Set Regular Expression Options
A mistake many people new to regular expressions make is to take any regex at face value. A regular expression is meaningless in isolation. It will be interpreted by a particular application or programming library. Different tools interpret regular expressions differently. Sometimes the differences are subtle. Sometimes various tools use completely different syntax.
On top of that, most regex engines support various matching modes or options, such as case sensitivity. A regular expression written with the “case insensitive” option in mind will miss most of the intended matches if you forget to turn on that option when you implement the regular expression.
Fortunately, RegexBuddy makes things easy for you. When using RegexBuddy’s library of regular expressions, click the Use button rather than copying and pasting the regex, and RegexBuddy will move over the application and mode selections along with the regex. When converting a regex from one application to another, RegexBuddy takes any differences in supported matching modes into account, and adjusts the regex or warns as needed.
When you implement your regular expression on the Use panel, RegexBuddy will automatically set the same matching options in the source code snippets. If you copy and paste the regular expression manually into your source code, the matching options will not be copied over automatically, since they’re not part of the regular expression itself. Make sure to set the options in your own source code.
You can set the regular expression options by selecting different values the drop-down lists on the toolbar above the regular expression in RegexBuddy. The value shown in each drop-down list is the present state of that option. You can also toggle the options by pressing Alt+O on the keyboard and then pressing the underlined letter of the option you want to toggle as it appears in the popup menu. The popup menu uses check marks to indicate which options are on.
By default, RegexBuddy only shows the options that the selected application actually allows you to change. On the Operation tab in the Preferences you can choose to always show all the options that RegexBuddy supports. The above screen shot illustrates this. The options that the active application doesn’t support have only one item in the drop-down list, so you can see the state of the option, but not change it. In the Alt+O popup menu, options that can’t be changed are grayed out. The options for splitting strings are never shown in Match or Replace mode, even when you turned on the preference to show all options.
- Flavor
- Default flavor: Use the application’s default regex syntax and matching behavior. For most applications this is the only choice.

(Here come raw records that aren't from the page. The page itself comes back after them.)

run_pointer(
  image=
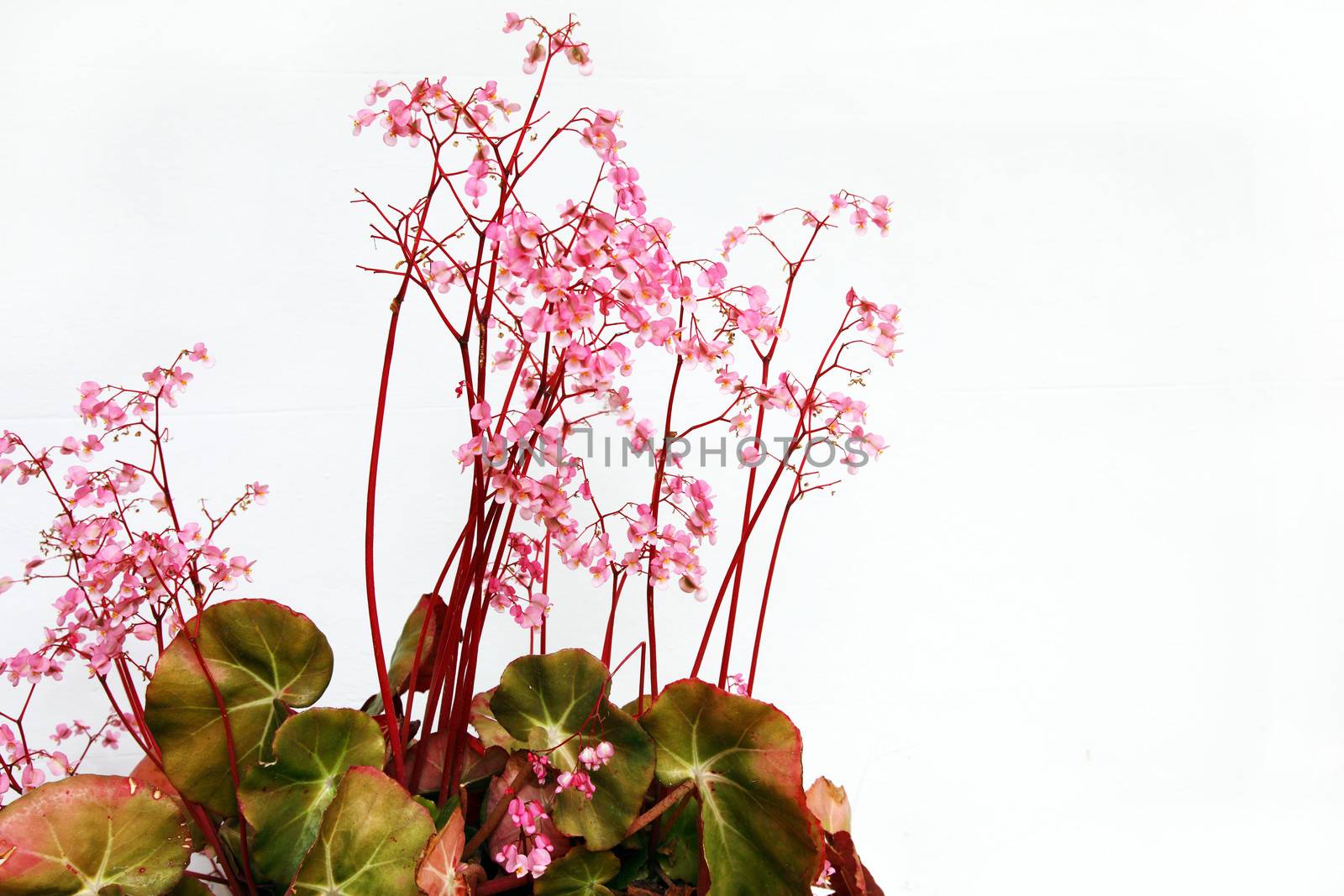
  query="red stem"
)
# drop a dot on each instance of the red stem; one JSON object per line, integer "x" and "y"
{"x": 385, "y": 687}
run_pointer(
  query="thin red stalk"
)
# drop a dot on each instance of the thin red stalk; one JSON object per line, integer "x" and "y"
{"x": 371, "y": 595}
{"x": 765, "y": 593}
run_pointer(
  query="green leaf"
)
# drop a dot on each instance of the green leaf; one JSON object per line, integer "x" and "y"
{"x": 544, "y": 699}
{"x": 580, "y": 873}
{"x": 620, "y": 785}
{"x": 148, "y": 773}
{"x": 92, "y": 832}
{"x": 558, "y": 700}
{"x": 284, "y": 802}
{"x": 262, "y": 658}
{"x": 679, "y": 852}
{"x": 746, "y": 761}
{"x": 370, "y": 841}
{"x": 432, "y": 768}
{"x": 403, "y": 654}
{"x": 487, "y": 727}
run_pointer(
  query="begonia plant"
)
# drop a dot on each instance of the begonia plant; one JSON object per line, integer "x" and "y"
{"x": 564, "y": 320}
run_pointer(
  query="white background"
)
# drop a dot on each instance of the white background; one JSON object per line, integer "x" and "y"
{"x": 1079, "y": 631}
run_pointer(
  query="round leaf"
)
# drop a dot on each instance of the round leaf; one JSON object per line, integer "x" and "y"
{"x": 580, "y": 873}
{"x": 286, "y": 801}
{"x": 558, "y": 700}
{"x": 371, "y": 839}
{"x": 92, "y": 832}
{"x": 620, "y": 785}
{"x": 262, "y": 658}
{"x": 543, "y": 699}
{"x": 830, "y": 805}
{"x": 746, "y": 761}
{"x": 491, "y": 731}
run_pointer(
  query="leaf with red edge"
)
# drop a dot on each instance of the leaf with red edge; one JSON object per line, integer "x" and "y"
{"x": 284, "y": 801}
{"x": 262, "y": 658}
{"x": 403, "y": 654}
{"x": 746, "y": 761}
{"x": 370, "y": 841}
{"x": 437, "y": 873}
{"x": 830, "y": 804}
{"x": 850, "y": 876}
{"x": 557, "y": 705}
{"x": 148, "y": 773}
{"x": 92, "y": 835}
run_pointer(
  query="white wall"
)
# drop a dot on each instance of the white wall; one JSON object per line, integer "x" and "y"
{"x": 1092, "y": 642}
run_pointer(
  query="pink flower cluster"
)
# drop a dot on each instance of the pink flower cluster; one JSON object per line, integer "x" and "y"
{"x": 121, "y": 582}
{"x": 522, "y": 859}
{"x": 568, "y": 302}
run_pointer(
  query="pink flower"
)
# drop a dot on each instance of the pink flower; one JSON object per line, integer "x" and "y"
{"x": 595, "y": 758}
{"x": 376, "y": 93}
{"x": 201, "y": 355}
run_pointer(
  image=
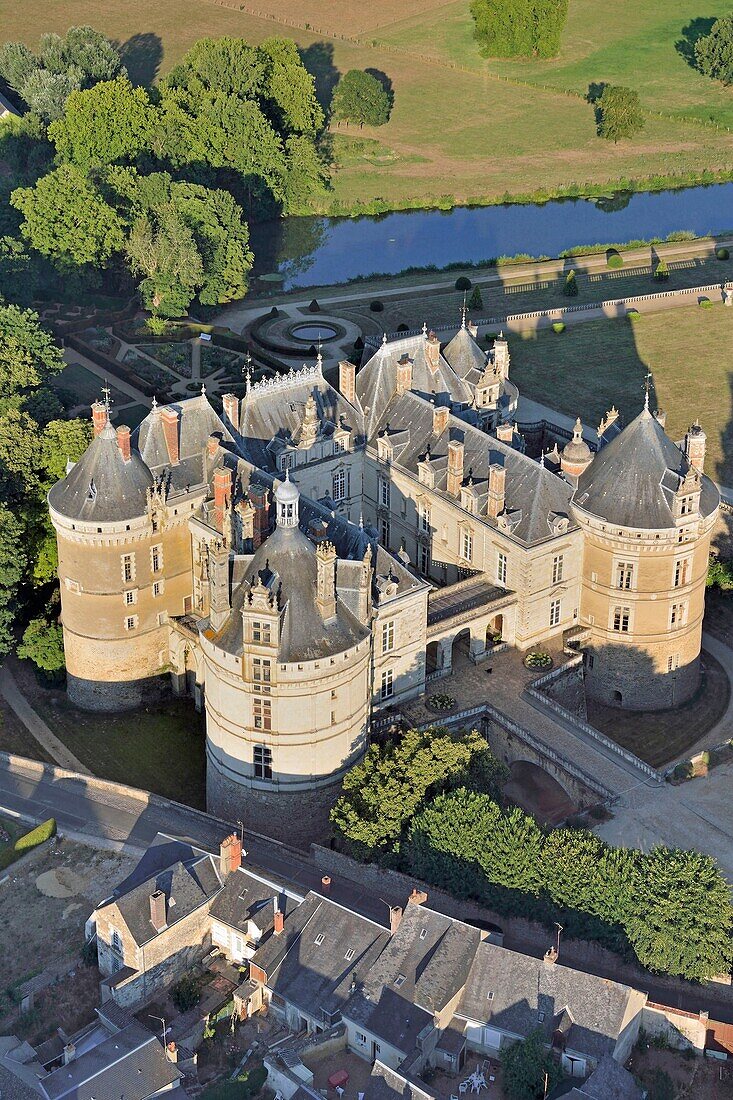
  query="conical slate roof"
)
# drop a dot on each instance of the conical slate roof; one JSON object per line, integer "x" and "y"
{"x": 632, "y": 480}
{"x": 102, "y": 487}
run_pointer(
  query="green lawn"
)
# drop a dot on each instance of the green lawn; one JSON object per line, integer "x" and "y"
{"x": 595, "y": 364}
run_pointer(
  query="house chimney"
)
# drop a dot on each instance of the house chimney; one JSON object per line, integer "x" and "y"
{"x": 326, "y": 580}
{"x": 404, "y": 374}
{"x": 695, "y": 447}
{"x": 221, "y": 495}
{"x": 123, "y": 441}
{"x": 433, "y": 351}
{"x": 348, "y": 380}
{"x": 455, "y": 466}
{"x": 496, "y": 501}
{"x": 170, "y": 417}
{"x": 417, "y": 897}
{"x": 505, "y": 432}
{"x": 157, "y": 910}
{"x": 395, "y": 919}
{"x": 230, "y": 403}
{"x": 98, "y": 417}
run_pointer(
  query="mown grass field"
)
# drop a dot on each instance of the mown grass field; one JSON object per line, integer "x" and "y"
{"x": 463, "y": 134}
{"x": 595, "y": 364}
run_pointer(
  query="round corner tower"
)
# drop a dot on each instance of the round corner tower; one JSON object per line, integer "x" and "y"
{"x": 646, "y": 512}
{"x": 110, "y": 572}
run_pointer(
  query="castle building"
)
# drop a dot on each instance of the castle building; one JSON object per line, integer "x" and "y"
{"x": 318, "y": 553}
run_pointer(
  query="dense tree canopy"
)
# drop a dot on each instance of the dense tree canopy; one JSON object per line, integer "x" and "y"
{"x": 518, "y": 28}
{"x": 713, "y": 53}
{"x": 360, "y": 97}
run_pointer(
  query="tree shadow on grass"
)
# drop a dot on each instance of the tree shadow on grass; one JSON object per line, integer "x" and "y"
{"x": 691, "y": 33}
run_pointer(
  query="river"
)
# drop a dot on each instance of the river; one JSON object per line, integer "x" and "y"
{"x": 323, "y": 251}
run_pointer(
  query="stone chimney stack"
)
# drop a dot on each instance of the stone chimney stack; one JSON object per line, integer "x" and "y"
{"x": 221, "y": 495}
{"x": 348, "y": 380}
{"x": 440, "y": 415}
{"x": 326, "y": 581}
{"x": 157, "y": 911}
{"x": 455, "y": 466}
{"x": 433, "y": 351}
{"x": 170, "y": 417}
{"x": 496, "y": 501}
{"x": 230, "y": 404}
{"x": 123, "y": 441}
{"x": 404, "y": 374}
{"x": 695, "y": 447}
{"x": 98, "y": 417}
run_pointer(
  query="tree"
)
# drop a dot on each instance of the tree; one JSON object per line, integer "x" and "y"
{"x": 360, "y": 97}
{"x": 66, "y": 219}
{"x": 527, "y": 1067}
{"x": 107, "y": 123}
{"x": 619, "y": 112}
{"x": 713, "y": 53}
{"x": 681, "y": 920}
{"x": 518, "y": 28}
{"x": 570, "y": 285}
{"x": 43, "y": 644}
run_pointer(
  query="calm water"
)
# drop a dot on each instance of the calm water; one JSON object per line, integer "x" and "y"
{"x": 321, "y": 251}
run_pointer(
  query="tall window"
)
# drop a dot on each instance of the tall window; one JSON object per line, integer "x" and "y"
{"x": 386, "y": 689}
{"x": 339, "y": 485}
{"x": 621, "y": 616}
{"x": 501, "y": 568}
{"x": 262, "y": 761}
{"x": 624, "y": 574}
{"x": 262, "y": 710}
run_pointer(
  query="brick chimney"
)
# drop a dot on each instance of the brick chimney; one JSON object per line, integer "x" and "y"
{"x": 157, "y": 911}
{"x": 230, "y": 403}
{"x": 221, "y": 495}
{"x": 404, "y": 374}
{"x": 395, "y": 919}
{"x": 695, "y": 447}
{"x": 326, "y": 580}
{"x": 123, "y": 441}
{"x": 440, "y": 414}
{"x": 433, "y": 351}
{"x": 417, "y": 898}
{"x": 348, "y": 380}
{"x": 170, "y": 418}
{"x": 230, "y": 855}
{"x": 496, "y": 501}
{"x": 98, "y": 417}
{"x": 455, "y": 466}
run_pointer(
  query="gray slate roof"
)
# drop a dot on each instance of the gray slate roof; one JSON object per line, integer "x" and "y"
{"x": 524, "y": 988}
{"x": 317, "y": 977}
{"x": 631, "y": 481}
{"x": 130, "y": 1064}
{"x": 188, "y": 884}
{"x": 101, "y": 487}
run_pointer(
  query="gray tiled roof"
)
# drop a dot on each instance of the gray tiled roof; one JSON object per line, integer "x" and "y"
{"x": 101, "y": 486}
{"x": 512, "y": 991}
{"x": 632, "y": 480}
{"x": 187, "y": 884}
{"x": 318, "y": 976}
{"x": 130, "y": 1064}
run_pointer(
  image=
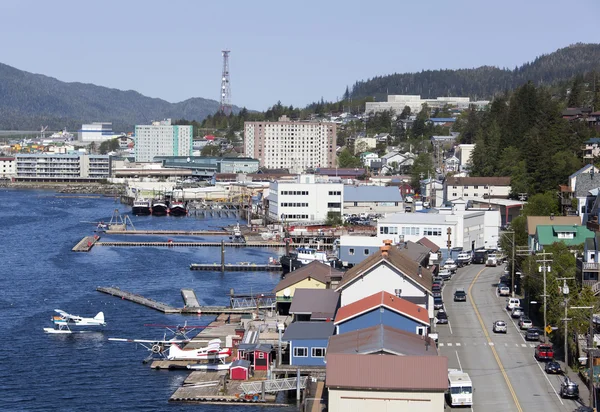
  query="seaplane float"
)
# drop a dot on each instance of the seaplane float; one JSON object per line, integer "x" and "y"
{"x": 67, "y": 323}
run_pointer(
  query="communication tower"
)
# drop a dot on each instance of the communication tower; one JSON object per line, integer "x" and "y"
{"x": 225, "y": 86}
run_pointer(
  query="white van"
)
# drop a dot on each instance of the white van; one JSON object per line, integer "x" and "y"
{"x": 512, "y": 303}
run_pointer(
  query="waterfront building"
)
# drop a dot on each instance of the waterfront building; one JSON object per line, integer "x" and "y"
{"x": 305, "y": 199}
{"x": 294, "y": 145}
{"x": 162, "y": 139}
{"x": 8, "y": 167}
{"x": 48, "y": 167}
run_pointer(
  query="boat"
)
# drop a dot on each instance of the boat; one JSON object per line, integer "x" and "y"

- ECMAScript: For std::regex this selects the ECMAScript grammar, which is the default and the most feature-rich. It is somewhat similar to JavaScript’s regex syntax. For .NET, this turns on RegexOptions.ECMAScript, which changes the behavior of a few regex tokens to more closely match that of JavaScript. Do not confuse selecting ECMAScript as an option for std::regex or .NET with selecting actual ECMAScript as your application. To work with the actual ECMAScript regex flavor, select JavaScript as your application.
- Basic: Select the basic grammar for std::regex.
- Extended: Select the extended grammar for std::regex.
- Grep: Select the grep grammar for std::regex.
- EGrep: Select the egrep grammar for std::regex.
- Awk: Select the awk grammar for std::regex.
- Case sensitivity
- Case insensitive: Differences between uppercase and lowercase characters are ignored. cat matches CAT, Cat, or cAt or any other capitalization in addition to cat.
- Case sensitive: Differences between uppercase and lowercase characters are significant. cat matches only cat.
- Free-spacing mode
- Free-spacing: Unescaped literal spaces and line breaks in the regex that are not inside a character class are ignored so you can use them to format your regex to make it more readable. In most applications this mode also makes # the start of a comment that runs until the end of the line. Unescaped literal whitespace inside character classes does still add that whitespace to the character class.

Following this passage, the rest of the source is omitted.